His interests and expertise lie primarily in the area of EU law, in particular EU Justice and Home Affairs (including immigration, asylum and border controls, criminal law, police and judicial co-operation in criminal matters and the external dimension of EU action in these fields). He is also an expert in the field of national and international legal responses to transnational organised crime, money laundering and terrorism. Professor Mitsilegas is a member of the Management Committee of the European Criminal Law Academic Network (ECLAN), a Europe-wide network which brings together academic experts from the EU 27 and beyond. He was General Rapporteur to the 2012 Congress of the International Federation for European Law (FIDE), which will be held in Tallinn (stream on the Area of Freedom, Security and Justice). He is currently the Queen Mary Principal Investigator on a multinational interdisciplinary research project on EU Action to Fight Environmental Crime (EFFACE) funded by the European Commission under the 7th Framework Programme for Research. This 40-month project (2012-2016) aims to assess the impact of environmental crime and develop effective and feasible policy options for combating it at EU level.

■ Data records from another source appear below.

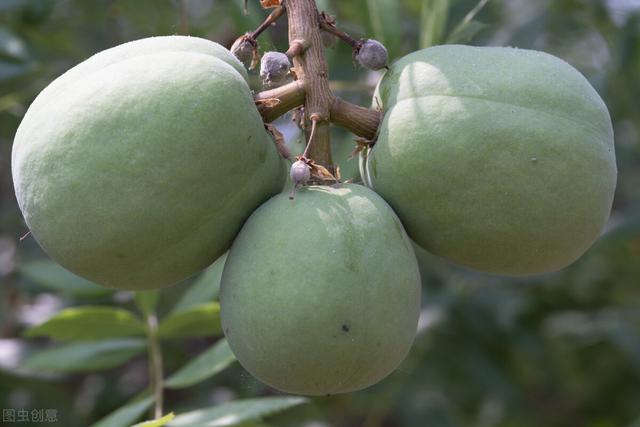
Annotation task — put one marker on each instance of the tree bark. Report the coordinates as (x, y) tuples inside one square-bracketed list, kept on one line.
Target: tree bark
[(311, 68)]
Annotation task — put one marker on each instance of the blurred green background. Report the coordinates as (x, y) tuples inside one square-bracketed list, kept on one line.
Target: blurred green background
[(556, 350)]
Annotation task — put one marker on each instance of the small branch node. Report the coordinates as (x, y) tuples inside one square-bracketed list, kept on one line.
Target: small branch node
[(297, 48)]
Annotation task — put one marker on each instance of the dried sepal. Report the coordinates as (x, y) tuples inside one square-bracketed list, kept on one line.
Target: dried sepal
[(268, 102), (245, 48), (362, 144), (372, 54)]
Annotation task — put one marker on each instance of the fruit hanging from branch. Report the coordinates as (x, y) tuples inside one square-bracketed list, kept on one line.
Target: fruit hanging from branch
[(138, 167), (498, 159)]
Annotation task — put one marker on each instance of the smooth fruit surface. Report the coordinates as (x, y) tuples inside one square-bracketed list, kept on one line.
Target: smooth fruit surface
[(321, 294), (137, 168), (499, 159)]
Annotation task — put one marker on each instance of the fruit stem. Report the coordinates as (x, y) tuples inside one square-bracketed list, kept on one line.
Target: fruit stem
[(155, 365), (274, 103), (361, 121), (328, 25)]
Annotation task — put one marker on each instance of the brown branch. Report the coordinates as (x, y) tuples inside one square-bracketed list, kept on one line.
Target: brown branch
[(359, 120), (297, 48), (328, 25), (273, 17), (274, 103), (311, 68)]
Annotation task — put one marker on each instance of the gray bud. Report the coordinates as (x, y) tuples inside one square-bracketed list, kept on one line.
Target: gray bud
[(300, 172), (243, 50), (274, 67), (372, 55)]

Professor Mitsilegas is also a regular consultant to parliaments, EU institutions and international organisations. Professor Mitsilegas is a member of the Commission's Expert Panel on EU Criminal Policy. He is acting as expert adviser to the European Parliament Committee on Civil Liberties, Justice and Home Affairs (LIBE). Professor Mitsilegas was Specialist Adviser to the House of Lords European Union Committee for their inquiry on the European Borders Agency (FRONTEX report [pdf]) and was invited to submit evidence on the Lisbon Treaty to the House of Lords Committees on the Constitution European Union (Amendment) Bill and the Lisbon Treaty: Implications for the UK Constitution [pdf] (6th Report, session 2007-08, HL Paper 84) and the European Union (The Treaty of Lisbon: An Impact Assessment [pdf], 10th Report, session 2007-08, HL Papers 62-I and 62-II). In April 2009, he gave oral evidence to the House of Lords EU Committee for their inquiry on Money Laundering and the Financing of Terrorism [pdf] (19th Report, session 2008-09, HL Papers 132-I and 132-II).
Professor Mitsilegas provides regular advice to the UK Government and the Judiciary of England and Wales. He is actively engaged with the legal profession as regards the impact of European Union law on the domestic legal system. He is the first contributor of a specific chapter on the relationship between EU law and domestic criminal law in Blackstone’s Criminal Practice. He is member of a team drafting case commentaries for the Criminal Law Review. He is also Consultant Editor to EU Law in Criminal Practice (OUP, 2013).
Professor Mitsilegas is a member of two Commission Expert Groups: the Commission Experts Group on European Criminal Policy and the Commission’s Expert Group on needs on data on crime. He provides regular advice to members of the European Parliament, including the European Parliament Committee on Civil Liberties, Justice and Home Affairs (LIBE) and the European Parliament Special Committee on Organised Crime, Corruption and Money Laundering (CRIM).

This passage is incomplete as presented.